Jefferson also rejected a claim that Fisk struck potential juror Michael Pickett due to his employment as a musician. Fisk chose not to strike unemployed whites, he wrote.
“It is difficult to imagine that Pickett, who was employed and who did not respond affirmatively when Fisk inquired whether anyone had been terminated or when Fisk asked the panel whether, if they were involved in industries in which there were layoffs, they could not be fair and impartial, was less desirable than these jurors because of his musical career,” Jefferson wrote.
He also rejected a claim that Fisk struck Pickett for his reaction to the “N-word,” writing that whites and Hispanics responded at least as strongly to the word.
Then Jefferson, himself black, extended forgiveness.
“We acknowledge that peremptory strikes, often based on instinct rather than reason, can be difficult to justify,” he wrote. “The trial lawyer’s failure to do so here does not suggest personal racial animosity on his part.”
He wrote, “A zealous advocate will seek jurors favorably inclined to his client’s position, and race may even serve as a rough proxy for partiality.”
“But whatever the strategic advantages of that practice, the Constitution forbids it,” Jefferson wrote. “It is not enough, under the Supreme Court precedent we examine here, that the lawyer be pure of heart.

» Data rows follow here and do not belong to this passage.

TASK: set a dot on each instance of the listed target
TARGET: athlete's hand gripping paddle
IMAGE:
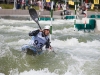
(34, 16)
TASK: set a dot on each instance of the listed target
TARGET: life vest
(38, 40)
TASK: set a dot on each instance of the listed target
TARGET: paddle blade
(33, 14)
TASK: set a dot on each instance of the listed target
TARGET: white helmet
(47, 27)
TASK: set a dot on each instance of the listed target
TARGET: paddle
(34, 16)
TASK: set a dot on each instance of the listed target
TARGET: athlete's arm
(34, 33)
(48, 44)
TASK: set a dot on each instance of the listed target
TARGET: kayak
(31, 50)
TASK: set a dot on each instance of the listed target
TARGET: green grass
(10, 6)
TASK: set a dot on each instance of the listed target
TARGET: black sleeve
(34, 33)
(47, 43)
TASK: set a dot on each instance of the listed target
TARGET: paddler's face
(46, 32)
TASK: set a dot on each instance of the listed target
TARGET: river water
(77, 53)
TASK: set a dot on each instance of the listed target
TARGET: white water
(78, 53)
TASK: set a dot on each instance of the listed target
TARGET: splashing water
(78, 53)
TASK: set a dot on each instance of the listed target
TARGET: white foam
(38, 72)
(2, 74)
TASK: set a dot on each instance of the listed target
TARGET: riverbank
(24, 14)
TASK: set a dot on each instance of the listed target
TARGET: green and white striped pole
(75, 16)
(51, 18)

We assume that he is.”
Jefferson’s kind words didn’t soothe Brister and Medina. “If we are to blame rather than just decide, we ought to be more even handed,” Brister wrote.
Davis used all six of his strikes to exclude white males, he wrote.

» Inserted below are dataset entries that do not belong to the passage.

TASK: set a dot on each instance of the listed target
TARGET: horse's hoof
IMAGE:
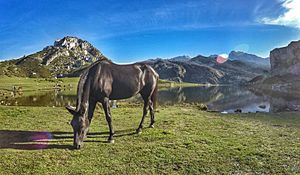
(111, 141)
(139, 131)
(151, 126)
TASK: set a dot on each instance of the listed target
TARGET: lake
(225, 99)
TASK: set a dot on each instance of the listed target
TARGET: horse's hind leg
(105, 105)
(145, 110)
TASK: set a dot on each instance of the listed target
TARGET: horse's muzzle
(77, 146)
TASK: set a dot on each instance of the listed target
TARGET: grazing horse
(104, 81)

“Rather than using this case as an opportunity to disparage one attorney, I would use it as an opportunity to discontinue a practice inherently based on stereotypes,” he wrote.
The Court’s decision “does not go far enough to ensure every American citizen the opportunity to sit on a jury,” Brister wrote.
“Twenty years after Baston, it is now clear we cannot always detect how many of those strikes are racially motivated, no matter how hard we try,” he wrote.
“In the meantime, we are doing neither the jury system nor racial harmony any favors by encouraging lawyers to accuse each other of racial motives so they can get a second trial if they lose the first one,” he wrote.
The court hesitates to curb peremptory strikes, Brister wrote, because lawyers believe they can use them to mold a favorable jury.
Brister also wrote that problems with peremptory strikes are widespread in Texas.
“Batson challenges are far more frequent here than anywhere else,” he wrote.
He counted 1,364 Batson challenges in Texas state courts, 676 in California, 342 in Illinois, 181in Pennsylvania, and four in Idaho.
“More than any other state, we in Texas must consider whether peremptory strikes are worth the price they impose,” he wrote.